笑顔が怖い


「……どうやら追跡に気付かれたようですねえ」
 じっとモニターを見つめたまま倉沢がぽつりとつぶやいた。
「え?そうかな?」
「ええ。どうも先ほどから」
 透が首をかしげていると、倉沢はモニターに手を伸ばして、そこに映る人物の片方をを指差した。
「この、チャラい方の様子が変です」
 研究所跡地の様子を見に来ていたらしき三人連れ。
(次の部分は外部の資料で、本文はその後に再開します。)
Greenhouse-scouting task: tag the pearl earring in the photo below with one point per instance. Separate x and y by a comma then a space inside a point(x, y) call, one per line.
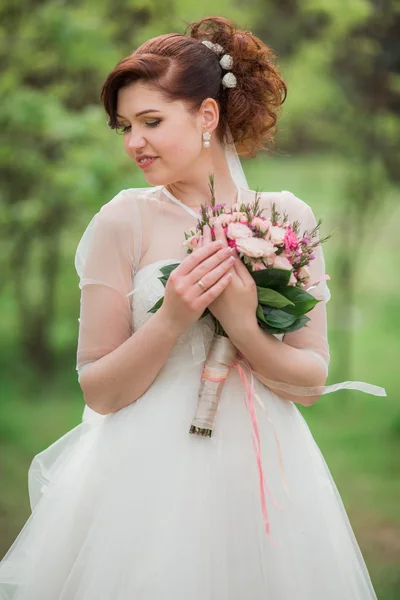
point(206, 139)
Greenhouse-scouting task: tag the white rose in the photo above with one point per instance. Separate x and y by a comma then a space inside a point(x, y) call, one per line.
point(281, 262)
point(238, 230)
point(229, 80)
point(226, 62)
point(277, 234)
point(255, 247)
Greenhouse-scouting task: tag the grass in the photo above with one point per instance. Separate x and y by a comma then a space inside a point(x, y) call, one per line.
point(359, 434)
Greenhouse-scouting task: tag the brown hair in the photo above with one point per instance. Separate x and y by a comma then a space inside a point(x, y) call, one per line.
point(184, 69)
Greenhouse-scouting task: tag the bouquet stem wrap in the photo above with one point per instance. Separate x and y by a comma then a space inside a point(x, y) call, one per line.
point(215, 372)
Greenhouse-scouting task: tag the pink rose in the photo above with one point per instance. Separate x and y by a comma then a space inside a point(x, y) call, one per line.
point(224, 219)
point(193, 241)
point(255, 247)
point(239, 216)
point(238, 230)
point(304, 275)
point(262, 224)
point(291, 240)
point(258, 265)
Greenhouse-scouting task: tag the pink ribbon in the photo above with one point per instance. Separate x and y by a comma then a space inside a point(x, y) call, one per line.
point(257, 442)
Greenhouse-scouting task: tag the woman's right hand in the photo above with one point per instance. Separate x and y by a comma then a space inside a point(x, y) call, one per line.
point(184, 300)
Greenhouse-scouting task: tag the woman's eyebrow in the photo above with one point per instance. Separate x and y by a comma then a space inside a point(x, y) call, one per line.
point(142, 112)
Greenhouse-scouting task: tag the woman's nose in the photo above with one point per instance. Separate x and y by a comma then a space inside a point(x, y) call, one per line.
point(135, 140)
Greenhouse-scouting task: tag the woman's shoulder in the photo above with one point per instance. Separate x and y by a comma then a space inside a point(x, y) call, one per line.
point(127, 203)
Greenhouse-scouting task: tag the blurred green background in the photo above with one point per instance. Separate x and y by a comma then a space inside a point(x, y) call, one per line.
point(338, 149)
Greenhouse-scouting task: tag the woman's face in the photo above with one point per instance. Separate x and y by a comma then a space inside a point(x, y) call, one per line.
point(167, 131)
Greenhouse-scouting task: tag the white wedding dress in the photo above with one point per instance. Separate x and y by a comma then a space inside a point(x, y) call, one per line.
point(130, 506)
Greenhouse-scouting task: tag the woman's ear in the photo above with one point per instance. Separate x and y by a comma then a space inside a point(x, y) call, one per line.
point(209, 112)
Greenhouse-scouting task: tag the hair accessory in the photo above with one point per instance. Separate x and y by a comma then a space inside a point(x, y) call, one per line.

そのうちの一人、女の子は現地で別れ、今は二人連れになっていた。その片方、倉沢いわく『チャラい』青年の方が、言われてみればどうも落ち着かない様子だ。
「あ、こっち見た」
 と、不意に彼が振り向いた。明らかにこちらを――鳩を指差して、何やらげらげらと笑っているように見える。
「…………」
 透は隣に立つ倉沢の様子をちらりと伺った。モニターをじっと見つめるその横顔がなんだか怖いものになっているように見える。
「……なるほど。こいつは敵ですね」
 やがて倉沢はつぶやいてうっすらと笑みを浮かべた。モニターの中の彼は今度はこっちに向けて中指を立てていた。
「あああ倉沢くん落ち着いて」
「おや。私は落ち着いてますよ?」
 でも笑顔が怖いよ!とは言えずに透は内心おろおろするばかりだった。